We’ve never seen anything like the current battle over Commissioner Edelblut’s “Learn Everywhere” program. Everywhere you turn, in the face of wide-spread rejection of this proposal, the commissioner is there with his sales pitch – one-on-one with state board members, in meetings to organize visible support and in direct calls to superintendents seeking their support.
But the dustup in Manchester is a telling setback for the effort.
On February 12th, one of those superintendent calls yielded a letter, – apparently the only one so far, from Manchester Superintendent Dr. Bolgen Vargas endorsing the Learn Everywhere program. It arrived just in time for State Board of Education chair Drew Cline to feature it at the board’s February 14 hearing on Learn Everywhere.
Though the letter was on school district letterhead and signed as “Superintendent of Schools,” Dr. Vargas, who has resigned and has only a few more weeks in the job, did not actually represent his Manchester board, which has not endorsed Learn Everywhere.

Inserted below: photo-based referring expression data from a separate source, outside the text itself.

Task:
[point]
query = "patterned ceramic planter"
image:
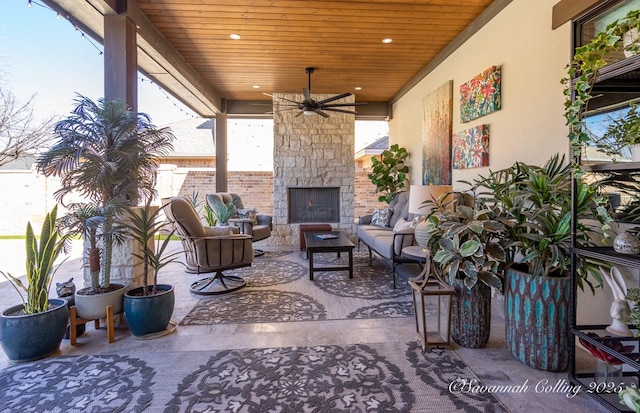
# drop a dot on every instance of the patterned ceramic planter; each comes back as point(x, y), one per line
point(471, 315)
point(537, 319)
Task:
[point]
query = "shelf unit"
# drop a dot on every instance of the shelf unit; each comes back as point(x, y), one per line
point(616, 87)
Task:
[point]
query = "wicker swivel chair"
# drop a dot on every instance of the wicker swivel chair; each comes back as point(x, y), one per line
point(258, 230)
point(209, 249)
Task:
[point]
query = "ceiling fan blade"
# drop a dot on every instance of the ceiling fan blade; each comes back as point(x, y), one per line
point(336, 97)
point(321, 113)
point(307, 96)
point(280, 97)
point(340, 110)
point(333, 105)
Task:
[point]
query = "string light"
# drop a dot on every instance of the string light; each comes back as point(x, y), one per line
point(170, 98)
point(70, 20)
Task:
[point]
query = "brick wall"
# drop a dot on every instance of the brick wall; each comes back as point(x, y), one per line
point(29, 196)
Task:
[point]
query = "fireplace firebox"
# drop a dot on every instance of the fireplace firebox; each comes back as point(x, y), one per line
point(313, 204)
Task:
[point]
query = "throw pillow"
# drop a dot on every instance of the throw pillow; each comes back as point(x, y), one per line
point(248, 213)
point(381, 217)
point(401, 224)
point(414, 222)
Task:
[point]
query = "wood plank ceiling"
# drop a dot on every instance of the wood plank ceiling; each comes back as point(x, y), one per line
point(341, 39)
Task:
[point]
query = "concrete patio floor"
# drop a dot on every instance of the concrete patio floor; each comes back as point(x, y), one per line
point(493, 365)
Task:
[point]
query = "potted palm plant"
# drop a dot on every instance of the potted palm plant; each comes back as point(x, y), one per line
point(467, 243)
point(108, 154)
point(35, 328)
point(537, 199)
point(148, 309)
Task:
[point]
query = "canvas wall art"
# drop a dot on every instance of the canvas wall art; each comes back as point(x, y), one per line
point(436, 136)
point(471, 148)
point(480, 95)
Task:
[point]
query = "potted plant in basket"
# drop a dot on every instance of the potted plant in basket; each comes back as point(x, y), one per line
point(148, 309)
point(35, 329)
point(537, 199)
point(108, 154)
point(468, 246)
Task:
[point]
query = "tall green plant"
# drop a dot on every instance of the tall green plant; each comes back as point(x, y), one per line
point(108, 154)
point(39, 265)
point(389, 173)
point(582, 73)
point(469, 243)
point(221, 211)
point(144, 226)
point(538, 199)
point(208, 215)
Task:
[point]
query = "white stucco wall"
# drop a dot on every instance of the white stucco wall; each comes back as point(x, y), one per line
point(530, 125)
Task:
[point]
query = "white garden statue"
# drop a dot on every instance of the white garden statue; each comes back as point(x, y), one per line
point(620, 307)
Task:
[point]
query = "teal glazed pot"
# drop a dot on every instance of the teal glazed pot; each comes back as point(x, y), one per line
point(31, 337)
point(471, 315)
point(151, 313)
point(537, 319)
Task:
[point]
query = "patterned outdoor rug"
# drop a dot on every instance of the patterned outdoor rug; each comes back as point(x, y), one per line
point(355, 378)
point(279, 289)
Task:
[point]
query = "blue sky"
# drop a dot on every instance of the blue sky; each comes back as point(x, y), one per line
point(43, 55)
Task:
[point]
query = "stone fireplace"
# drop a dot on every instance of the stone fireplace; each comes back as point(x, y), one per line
point(311, 151)
point(318, 204)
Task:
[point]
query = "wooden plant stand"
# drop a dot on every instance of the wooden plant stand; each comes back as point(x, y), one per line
point(74, 321)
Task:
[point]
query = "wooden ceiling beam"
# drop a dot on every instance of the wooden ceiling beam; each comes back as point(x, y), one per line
point(157, 57)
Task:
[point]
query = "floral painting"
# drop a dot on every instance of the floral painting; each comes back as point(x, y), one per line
point(436, 136)
point(480, 95)
point(471, 148)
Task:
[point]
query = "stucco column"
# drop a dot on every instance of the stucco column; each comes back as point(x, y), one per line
point(220, 140)
point(120, 59)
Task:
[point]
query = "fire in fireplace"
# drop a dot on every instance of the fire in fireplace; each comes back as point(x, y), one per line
point(313, 204)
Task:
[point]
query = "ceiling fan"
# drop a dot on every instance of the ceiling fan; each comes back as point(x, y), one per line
point(309, 106)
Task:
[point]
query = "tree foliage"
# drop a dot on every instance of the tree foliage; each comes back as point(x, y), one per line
point(21, 135)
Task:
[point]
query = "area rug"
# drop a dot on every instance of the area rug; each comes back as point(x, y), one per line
point(278, 290)
point(393, 377)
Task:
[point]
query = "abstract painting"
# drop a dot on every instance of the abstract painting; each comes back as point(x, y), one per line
point(436, 136)
point(471, 148)
point(480, 95)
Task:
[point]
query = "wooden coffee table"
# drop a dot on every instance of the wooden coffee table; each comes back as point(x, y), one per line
point(338, 244)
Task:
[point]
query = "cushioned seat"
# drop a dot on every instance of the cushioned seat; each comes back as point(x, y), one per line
point(383, 239)
point(209, 249)
point(258, 226)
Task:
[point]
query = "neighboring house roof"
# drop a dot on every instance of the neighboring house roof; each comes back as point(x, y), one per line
point(374, 148)
point(194, 139)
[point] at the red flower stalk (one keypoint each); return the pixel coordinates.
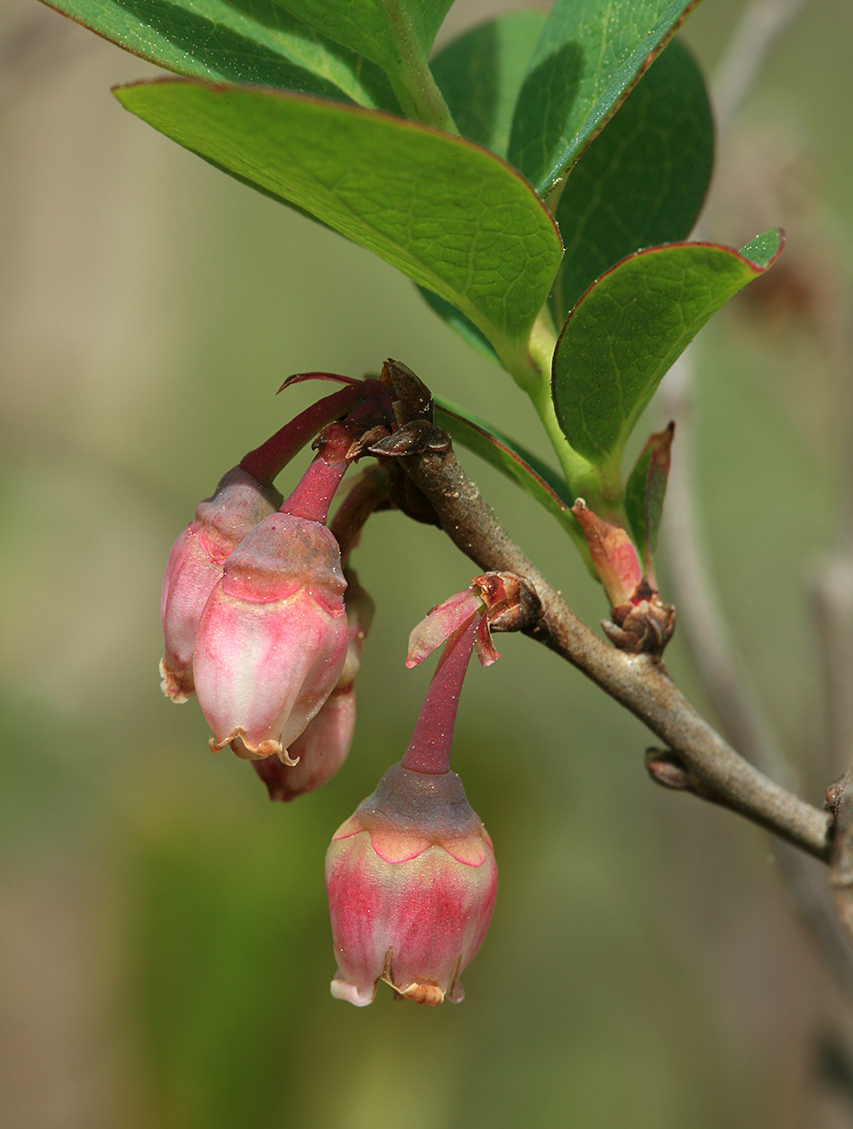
(325, 742)
(411, 876)
(272, 638)
(195, 567)
(244, 497)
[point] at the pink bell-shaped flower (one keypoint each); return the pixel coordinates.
(325, 742)
(411, 876)
(195, 566)
(272, 638)
(412, 883)
(243, 498)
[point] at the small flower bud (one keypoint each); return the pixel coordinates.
(272, 638)
(324, 744)
(195, 566)
(642, 623)
(412, 883)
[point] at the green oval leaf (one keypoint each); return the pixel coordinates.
(481, 75)
(525, 469)
(388, 32)
(450, 215)
(630, 327)
(589, 55)
(643, 180)
(254, 42)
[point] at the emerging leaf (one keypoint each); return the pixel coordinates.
(644, 492)
(525, 469)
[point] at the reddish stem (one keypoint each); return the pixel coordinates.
(429, 750)
(267, 461)
(315, 490)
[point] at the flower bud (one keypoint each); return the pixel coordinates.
(325, 742)
(272, 637)
(412, 883)
(195, 566)
(642, 623)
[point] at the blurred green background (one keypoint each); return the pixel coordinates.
(165, 952)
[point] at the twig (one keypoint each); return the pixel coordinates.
(639, 682)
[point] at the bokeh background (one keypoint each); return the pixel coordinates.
(165, 953)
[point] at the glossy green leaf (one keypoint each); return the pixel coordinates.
(481, 75)
(243, 41)
(510, 458)
(395, 34)
(629, 329)
(458, 322)
(644, 492)
(589, 55)
(451, 216)
(643, 180)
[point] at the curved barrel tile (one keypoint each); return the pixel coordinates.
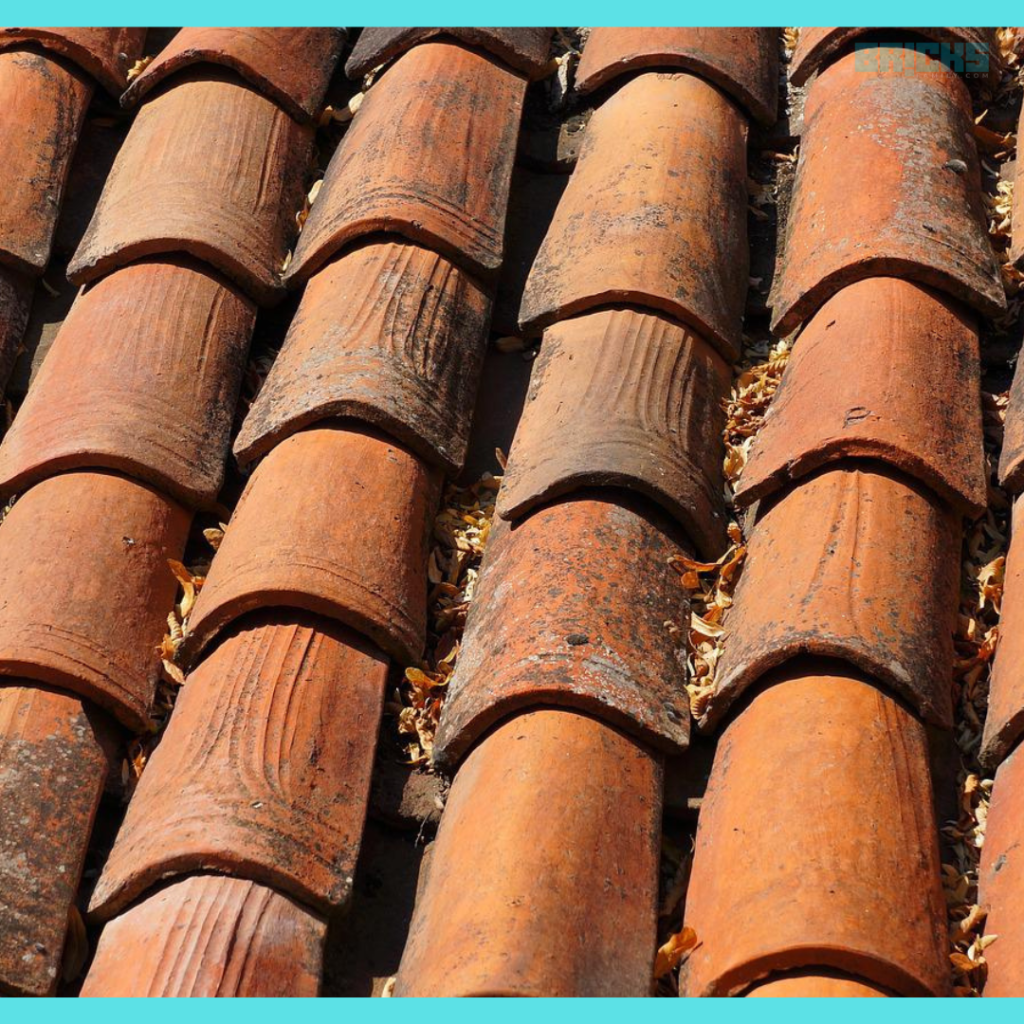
(107, 54)
(211, 168)
(335, 521)
(742, 62)
(389, 333)
(42, 107)
(160, 411)
(544, 877)
(885, 370)
(654, 215)
(292, 67)
(818, 810)
(570, 610)
(85, 589)
(523, 49)
(888, 184)
(210, 936)
(858, 563)
(263, 772)
(625, 399)
(428, 157)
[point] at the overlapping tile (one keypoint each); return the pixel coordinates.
(899, 366)
(42, 105)
(389, 333)
(294, 547)
(523, 49)
(1001, 880)
(428, 157)
(85, 589)
(160, 411)
(210, 936)
(264, 770)
(743, 62)
(570, 610)
(53, 761)
(964, 48)
(512, 908)
(625, 399)
(856, 562)
(654, 214)
(108, 54)
(212, 168)
(804, 875)
(887, 184)
(292, 67)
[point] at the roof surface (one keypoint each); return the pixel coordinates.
(510, 511)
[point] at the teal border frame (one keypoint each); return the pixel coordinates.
(520, 12)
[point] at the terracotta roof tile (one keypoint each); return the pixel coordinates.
(389, 333)
(817, 46)
(102, 400)
(523, 49)
(817, 581)
(264, 770)
(484, 926)
(802, 873)
(206, 936)
(211, 168)
(629, 399)
(52, 767)
(107, 54)
(901, 199)
(1005, 721)
(899, 366)
(292, 67)
(1001, 881)
(86, 590)
(407, 166)
(570, 609)
(742, 62)
(288, 546)
(666, 231)
(42, 104)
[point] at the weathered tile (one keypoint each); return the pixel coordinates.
(654, 214)
(1000, 880)
(818, 817)
(335, 520)
(428, 157)
(523, 49)
(264, 770)
(856, 562)
(571, 610)
(42, 105)
(52, 767)
(621, 398)
(389, 333)
(885, 370)
(292, 67)
(544, 877)
(107, 54)
(816, 47)
(888, 184)
(212, 168)
(1005, 722)
(743, 62)
(85, 589)
(15, 305)
(142, 378)
(210, 936)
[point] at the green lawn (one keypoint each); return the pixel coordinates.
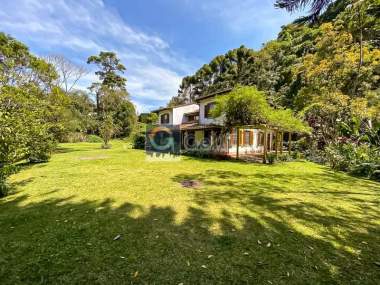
(293, 223)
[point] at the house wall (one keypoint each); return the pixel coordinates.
(170, 112)
(254, 147)
(178, 113)
(208, 121)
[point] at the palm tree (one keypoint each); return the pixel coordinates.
(292, 5)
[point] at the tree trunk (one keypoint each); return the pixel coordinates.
(361, 48)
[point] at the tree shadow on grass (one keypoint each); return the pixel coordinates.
(62, 241)
(332, 224)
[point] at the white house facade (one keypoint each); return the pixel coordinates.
(200, 131)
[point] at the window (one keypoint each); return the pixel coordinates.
(165, 118)
(247, 135)
(261, 139)
(233, 138)
(207, 137)
(208, 108)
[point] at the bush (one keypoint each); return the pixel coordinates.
(297, 155)
(139, 140)
(94, 139)
(284, 157)
(271, 158)
(40, 150)
(375, 175)
(5, 171)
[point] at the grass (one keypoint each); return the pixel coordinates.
(293, 223)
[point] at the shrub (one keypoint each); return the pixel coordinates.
(107, 129)
(284, 157)
(297, 155)
(271, 158)
(94, 139)
(139, 140)
(5, 171)
(375, 175)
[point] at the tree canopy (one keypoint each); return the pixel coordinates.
(245, 105)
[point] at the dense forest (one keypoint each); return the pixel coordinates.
(326, 69)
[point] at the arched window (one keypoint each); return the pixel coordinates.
(165, 118)
(208, 109)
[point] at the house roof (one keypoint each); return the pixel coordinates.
(171, 108)
(223, 91)
(196, 126)
(192, 113)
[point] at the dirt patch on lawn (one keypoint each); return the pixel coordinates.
(96, 157)
(191, 184)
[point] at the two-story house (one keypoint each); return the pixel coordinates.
(199, 130)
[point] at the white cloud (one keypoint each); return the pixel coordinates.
(82, 28)
(245, 16)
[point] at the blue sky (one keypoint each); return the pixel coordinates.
(159, 41)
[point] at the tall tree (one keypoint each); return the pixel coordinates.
(109, 71)
(316, 6)
(69, 73)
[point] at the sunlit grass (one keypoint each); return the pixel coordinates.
(247, 223)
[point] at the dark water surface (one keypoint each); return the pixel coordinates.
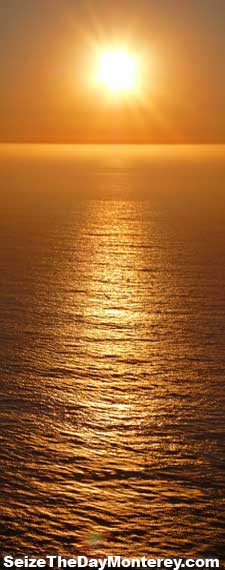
(112, 349)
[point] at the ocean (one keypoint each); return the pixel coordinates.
(112, 350)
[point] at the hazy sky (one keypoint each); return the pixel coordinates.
(47, 56)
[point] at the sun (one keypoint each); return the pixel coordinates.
(118, 71)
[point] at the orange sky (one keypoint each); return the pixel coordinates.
(47, 50)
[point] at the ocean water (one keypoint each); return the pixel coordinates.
(112, 350)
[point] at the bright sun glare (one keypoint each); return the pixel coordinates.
(118, 70)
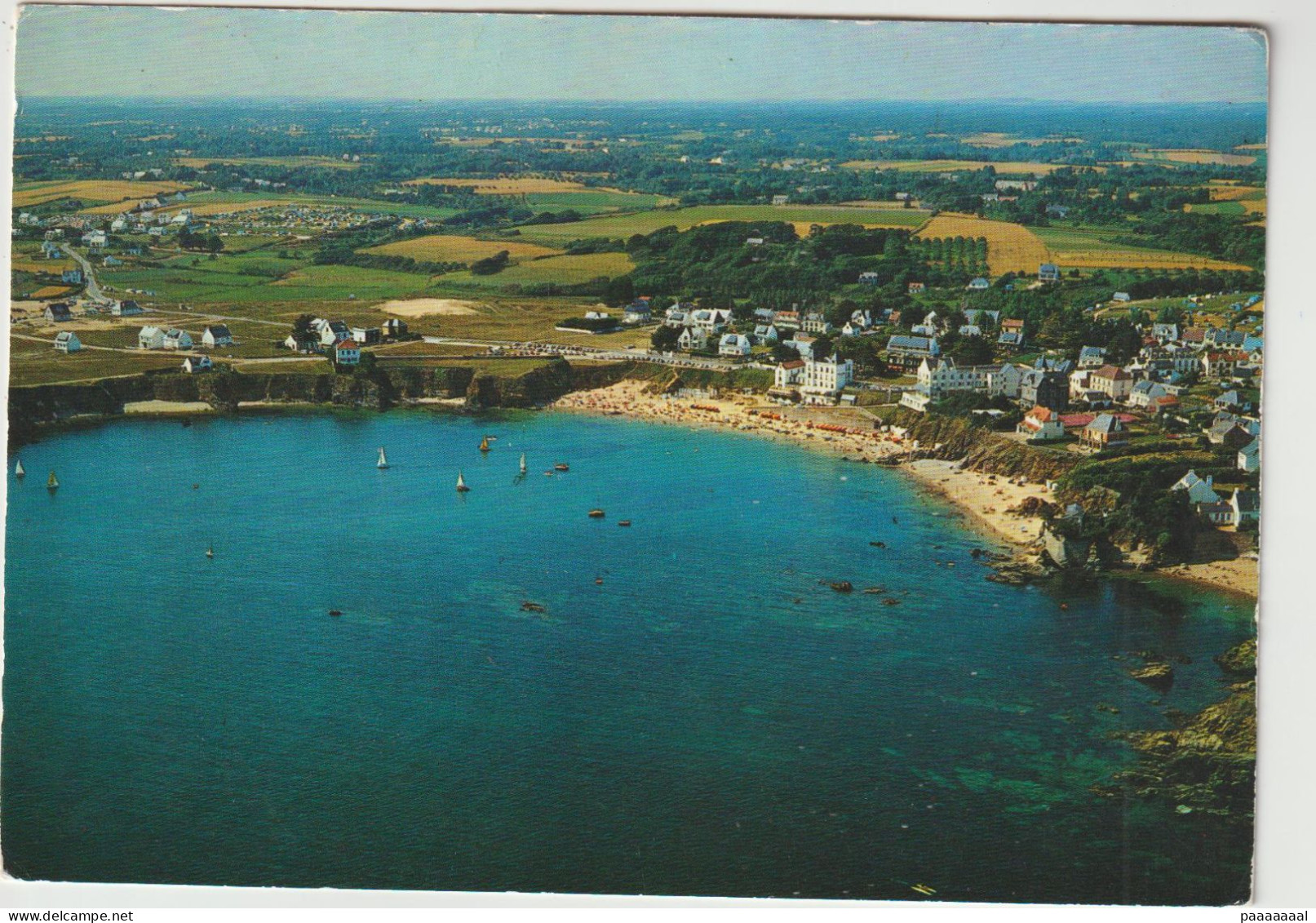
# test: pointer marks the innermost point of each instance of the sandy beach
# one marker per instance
(986, 498)
(844, 433)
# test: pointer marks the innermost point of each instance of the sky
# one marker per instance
(266, 54)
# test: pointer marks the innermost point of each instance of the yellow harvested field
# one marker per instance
(1234, 193)
(96, 190)
(1194, 156)
(453, 249)
(295, 161)
(51, 291)
(425, 307)
(503, 186)
(948, 166)
(1135, 260)
(1011, 248)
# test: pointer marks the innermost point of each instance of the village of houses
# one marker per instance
(1081, 403)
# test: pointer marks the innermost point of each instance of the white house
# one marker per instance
(788, 375)
(693, 337)
(68, 341)
(733, 344)
(1249, 457)
(1199, 489)
(216, 336)
(150, 337)
(176, 339)
(347, 352)
(826, 378)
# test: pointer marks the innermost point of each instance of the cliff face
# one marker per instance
(983, 449)
(30, 407)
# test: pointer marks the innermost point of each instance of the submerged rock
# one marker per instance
(1240, 660)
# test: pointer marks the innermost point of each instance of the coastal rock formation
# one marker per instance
(1240, 660)
(1208, 764)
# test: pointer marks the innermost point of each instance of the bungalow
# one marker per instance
(1105, 433)
(908, 352)
(1219, 365)
(1245, 506)
(176, 339)
(693, 337)
(1112, 381)
(733, 344)
(347, 352)
(1199, 489)
(1041, 424)
(150, 337)
(1165, 332)
(816, 322)
(1230, 435)
(1249, 457)
(58, 313)
(215, 336)
(1091, 357)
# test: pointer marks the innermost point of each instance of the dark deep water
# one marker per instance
(707, 721)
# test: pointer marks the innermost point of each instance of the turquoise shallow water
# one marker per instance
(706, 721)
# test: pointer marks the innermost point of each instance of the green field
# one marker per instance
(560, 270)
(646, 223)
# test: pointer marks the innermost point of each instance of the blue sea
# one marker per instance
(693, 712)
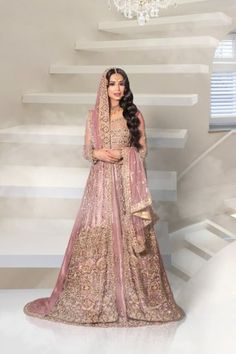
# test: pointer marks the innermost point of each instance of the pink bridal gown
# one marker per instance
(112, 273)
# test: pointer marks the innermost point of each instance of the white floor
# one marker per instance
(209, 300)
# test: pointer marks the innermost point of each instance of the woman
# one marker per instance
(112, 272)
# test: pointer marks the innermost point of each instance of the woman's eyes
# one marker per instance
(113, 83)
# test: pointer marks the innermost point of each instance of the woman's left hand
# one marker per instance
(116, 153)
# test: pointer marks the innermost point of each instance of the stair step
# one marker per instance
(187, 261)
(74, 135)
(131, 69)
(205, 241)
(69, 182)
(33, 243)
(172, 23)
(224, 66)
(90, 98)
(148, 44)
(227, 223)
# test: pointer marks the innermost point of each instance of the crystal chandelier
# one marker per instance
(142, 9)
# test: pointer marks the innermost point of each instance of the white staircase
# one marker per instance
(131, 69)
(172, 43)
(54, 182)
(167, 23)
(195, 244)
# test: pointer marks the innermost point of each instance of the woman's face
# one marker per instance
(116, 87)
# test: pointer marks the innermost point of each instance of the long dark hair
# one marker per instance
(129, 108)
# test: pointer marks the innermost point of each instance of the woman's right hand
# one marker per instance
(105, 155)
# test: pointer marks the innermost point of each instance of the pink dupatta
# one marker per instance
(137, 197)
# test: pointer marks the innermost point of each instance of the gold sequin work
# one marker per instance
(103, 282)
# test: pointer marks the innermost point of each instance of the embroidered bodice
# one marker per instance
(120, 134)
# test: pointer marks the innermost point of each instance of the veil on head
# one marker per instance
(100, 116)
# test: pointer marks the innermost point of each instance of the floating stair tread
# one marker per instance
(42, 242)
(148, 43)
(174, 22)
(206, 241)
(131, 69)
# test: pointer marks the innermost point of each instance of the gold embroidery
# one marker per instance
(99, 272)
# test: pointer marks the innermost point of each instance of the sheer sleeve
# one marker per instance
(143, 138)
(88, 143)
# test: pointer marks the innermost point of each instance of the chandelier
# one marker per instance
(143, 10)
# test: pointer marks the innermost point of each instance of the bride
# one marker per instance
(112, 274)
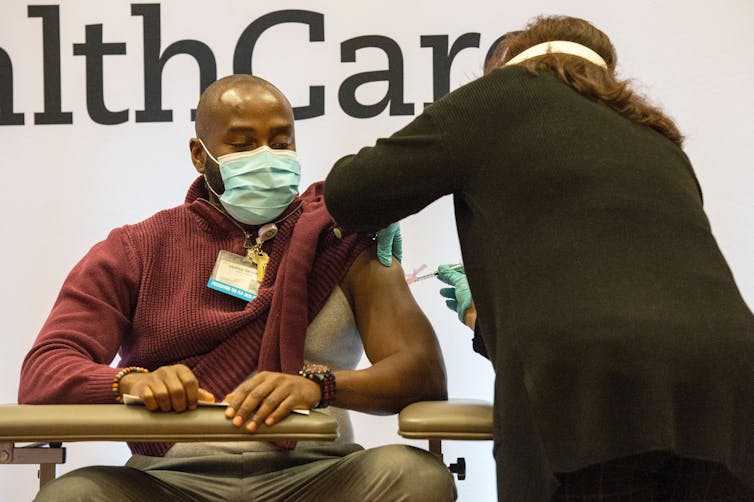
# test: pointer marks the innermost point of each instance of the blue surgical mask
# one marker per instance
(259, 184)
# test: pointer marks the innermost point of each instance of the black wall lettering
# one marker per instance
(94, 51)
(442, 59)
(393, 75)
(154, 63)
(53, 113)
(7, 117)
(242, 57)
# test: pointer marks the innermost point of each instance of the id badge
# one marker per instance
(234, 275)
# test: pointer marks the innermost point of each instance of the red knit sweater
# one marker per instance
(142, 293)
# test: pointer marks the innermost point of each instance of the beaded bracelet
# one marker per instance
(323, 376)
(121, 374)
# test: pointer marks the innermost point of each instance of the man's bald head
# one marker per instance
(230, 91)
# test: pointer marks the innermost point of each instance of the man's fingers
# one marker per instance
(269, 405)
(190, 388)
(282, 411)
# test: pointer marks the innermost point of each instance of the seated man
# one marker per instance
(233, 293)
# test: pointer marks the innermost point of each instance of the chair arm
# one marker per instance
(117, 422)
(455, 419)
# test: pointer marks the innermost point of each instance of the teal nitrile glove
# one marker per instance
(389, 244)
(459, 296)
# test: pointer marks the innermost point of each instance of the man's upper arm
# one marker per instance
(388, 317)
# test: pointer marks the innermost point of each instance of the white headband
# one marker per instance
(559, 46)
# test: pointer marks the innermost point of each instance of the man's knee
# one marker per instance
(410, 473)
(94, 483)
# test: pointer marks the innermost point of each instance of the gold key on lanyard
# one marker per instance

Mayor and school board chair Joyce Craig had to write the State Board of Education:
As Mayor and Chair of the Manchester Board of School Committee, I can assure you that the Manchester Board of School Committee has not taken a position on this program, nor has it authorized Dr. Vargas to support this proposal on behalf of the district.
…
The “Learn Everywhere” program would give the State Board of Education the ability to force Manchester to grant academic credit for programs that are either not aligned with our district’s goals or not up to the rigorous standards we set for our students. Decisions like this should not be made in a boardroom in Concord, but by the Manchester Board of School Committee, who are elected by the people of Manchester every two years and who care the most about the quality of education in Manchester schools.
Have we ever seen this kind of shenanigans from a high level gubernatorial appointee in New Hampshire?